The Court is also to consider "the circumstances under which the debtor has contracted his debts and his demonstrated bona fides, or lack of same, in dealing with his creditors."
In
In a recent case handed down by a Bankruptcy Court in the Northern District of Alabama, the Court found a lack of good faith where only a small amount payment would be made to unsecured creditors, with the bulk of the funds going to the Debtor's lawyer.
In a similar case out of this Court, confirmation of a Chapter 13 Plan, which proposed to pay only $1,000 to the holders of unsecured claim was denied, noting that the sole purpose of the Plan was to pay the Debtor's lawyer.
The determination of whether a Chapter 13 Plan is filed in good faith is, at bottom, one which looks to the totality of the circumstances. The facts of an individual case "carry more weight than the simple raw number of cases filed."

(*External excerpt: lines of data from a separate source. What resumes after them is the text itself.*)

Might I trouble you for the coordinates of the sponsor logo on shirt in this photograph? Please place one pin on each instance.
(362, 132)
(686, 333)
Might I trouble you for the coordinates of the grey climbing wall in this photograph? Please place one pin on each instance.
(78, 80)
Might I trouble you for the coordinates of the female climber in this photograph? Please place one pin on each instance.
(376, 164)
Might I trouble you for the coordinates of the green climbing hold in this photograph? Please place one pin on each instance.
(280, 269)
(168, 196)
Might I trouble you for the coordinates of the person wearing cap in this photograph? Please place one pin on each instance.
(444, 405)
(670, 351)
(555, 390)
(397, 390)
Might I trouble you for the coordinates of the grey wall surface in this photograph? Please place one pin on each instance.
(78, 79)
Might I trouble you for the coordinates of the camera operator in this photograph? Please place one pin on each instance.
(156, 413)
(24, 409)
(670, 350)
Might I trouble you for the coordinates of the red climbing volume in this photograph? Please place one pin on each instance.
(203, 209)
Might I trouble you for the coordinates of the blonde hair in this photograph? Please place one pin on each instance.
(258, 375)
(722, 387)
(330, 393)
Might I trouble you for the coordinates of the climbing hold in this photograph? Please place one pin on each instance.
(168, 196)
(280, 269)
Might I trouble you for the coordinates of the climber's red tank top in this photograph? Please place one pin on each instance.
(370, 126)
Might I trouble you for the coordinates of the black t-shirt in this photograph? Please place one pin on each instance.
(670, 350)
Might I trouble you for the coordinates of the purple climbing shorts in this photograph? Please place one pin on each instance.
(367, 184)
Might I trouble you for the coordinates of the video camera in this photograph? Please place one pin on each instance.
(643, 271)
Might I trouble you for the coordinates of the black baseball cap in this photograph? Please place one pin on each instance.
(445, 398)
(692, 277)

As the Court has found that the Debtor proposed his Plan in bad faith, the next question is what should be done. At one end of the spectrum, the Court could simply deny confirmation and permit the Debtor to file another Plan, and attempt to cure the problem of bad faith. This is the least drastic remedy and should be the first resort. If it is possible to cure the bad faith yet grant the Debtor relief, that should be the preferred resolution. In this case, it is not possible to change the Debtor's history of bankruptcy filings nor the history of his dealings with Gamble. To be sure, he could file an amended plan proposing to pay more to his unsecured creditors, but two problems arise. First, given the problem with the Debtor's disclosures, it is not possible to determine with any reasonable degree of certainty whether such a Plan is his best effort. Second, if he were to file a 100% plan, it would probably not be feasible.

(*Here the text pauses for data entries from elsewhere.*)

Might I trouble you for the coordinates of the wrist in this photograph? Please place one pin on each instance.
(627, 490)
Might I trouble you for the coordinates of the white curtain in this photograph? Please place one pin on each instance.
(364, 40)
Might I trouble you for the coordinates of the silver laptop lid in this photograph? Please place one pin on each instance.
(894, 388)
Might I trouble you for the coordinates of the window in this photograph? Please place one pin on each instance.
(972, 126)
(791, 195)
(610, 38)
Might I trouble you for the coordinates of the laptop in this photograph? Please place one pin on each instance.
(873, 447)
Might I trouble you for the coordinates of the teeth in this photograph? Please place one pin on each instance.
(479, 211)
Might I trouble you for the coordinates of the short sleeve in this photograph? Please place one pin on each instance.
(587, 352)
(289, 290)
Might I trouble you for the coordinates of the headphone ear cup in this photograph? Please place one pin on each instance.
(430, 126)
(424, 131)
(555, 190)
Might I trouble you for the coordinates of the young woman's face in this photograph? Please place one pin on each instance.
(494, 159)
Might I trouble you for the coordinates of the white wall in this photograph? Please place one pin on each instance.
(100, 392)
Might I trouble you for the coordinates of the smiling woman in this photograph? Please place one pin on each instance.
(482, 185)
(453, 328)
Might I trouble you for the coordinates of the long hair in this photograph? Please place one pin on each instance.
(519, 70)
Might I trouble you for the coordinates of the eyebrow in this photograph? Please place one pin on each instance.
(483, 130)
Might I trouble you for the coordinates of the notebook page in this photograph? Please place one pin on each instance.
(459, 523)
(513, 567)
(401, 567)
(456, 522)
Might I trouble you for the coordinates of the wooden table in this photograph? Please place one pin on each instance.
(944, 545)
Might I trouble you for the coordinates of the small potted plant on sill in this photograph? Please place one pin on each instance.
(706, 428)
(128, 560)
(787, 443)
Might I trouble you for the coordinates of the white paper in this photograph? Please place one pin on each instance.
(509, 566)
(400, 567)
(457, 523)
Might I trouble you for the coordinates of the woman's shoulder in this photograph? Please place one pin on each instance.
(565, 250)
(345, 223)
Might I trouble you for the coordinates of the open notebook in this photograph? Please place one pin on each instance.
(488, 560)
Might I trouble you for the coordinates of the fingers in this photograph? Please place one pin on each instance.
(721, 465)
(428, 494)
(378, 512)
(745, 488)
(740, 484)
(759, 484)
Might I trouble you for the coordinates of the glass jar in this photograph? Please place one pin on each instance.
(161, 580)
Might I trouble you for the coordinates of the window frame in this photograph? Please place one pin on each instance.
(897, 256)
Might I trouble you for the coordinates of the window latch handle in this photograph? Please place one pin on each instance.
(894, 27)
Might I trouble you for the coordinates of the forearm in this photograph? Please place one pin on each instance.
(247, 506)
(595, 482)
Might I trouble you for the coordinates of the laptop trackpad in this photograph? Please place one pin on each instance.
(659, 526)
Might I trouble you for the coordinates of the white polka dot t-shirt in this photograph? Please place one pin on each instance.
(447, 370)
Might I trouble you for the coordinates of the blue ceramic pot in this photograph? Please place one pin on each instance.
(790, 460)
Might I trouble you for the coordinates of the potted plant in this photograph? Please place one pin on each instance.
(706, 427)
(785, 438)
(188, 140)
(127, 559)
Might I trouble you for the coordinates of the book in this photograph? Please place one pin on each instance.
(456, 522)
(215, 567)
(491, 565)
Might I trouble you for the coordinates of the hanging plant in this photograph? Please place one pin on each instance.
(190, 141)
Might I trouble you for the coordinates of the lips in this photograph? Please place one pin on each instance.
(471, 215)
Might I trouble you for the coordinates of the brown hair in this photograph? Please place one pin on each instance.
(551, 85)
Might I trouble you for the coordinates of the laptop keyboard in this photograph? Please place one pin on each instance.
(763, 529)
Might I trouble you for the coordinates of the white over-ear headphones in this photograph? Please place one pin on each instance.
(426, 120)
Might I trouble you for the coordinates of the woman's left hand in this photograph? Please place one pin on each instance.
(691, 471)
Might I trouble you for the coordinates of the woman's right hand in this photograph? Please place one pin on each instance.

Having determined that this case should be dismissed, the Court must next consider whether it should be "with prejudice" as that term is used in 11 U.S.C. § 349(a). In a case dismissed with prejudice, debts in existence at the time of the filing, such as Gamble's, will not discharge in a future case.
Considering all the facts, the Court concludes that this case should be dismissed, pursuant to 11 U.S.C. § 349(a), with prejudice, in that in any future bankruptcy filing, the debts now in existence will not discharge. A number of facts in combination compel this result. First, there is the Debtor's extraordinary history of bankruptcy filings. Ten cases over 22 years is remarkable. Second, it appears that the Debtor is a one-man home wrecking crew. He did not deal in good faith with Gamble. Third, there were a number of errors or omissions in the Schedules and Statements, another indicator of bad faith. Fourth, the current plan proposes to pay nothing to the holders of unsecured claims. Considering all the facts and circumstances here, dismissal with prejudice is the only appropriate result. The Court will enter a separate order of dismissal.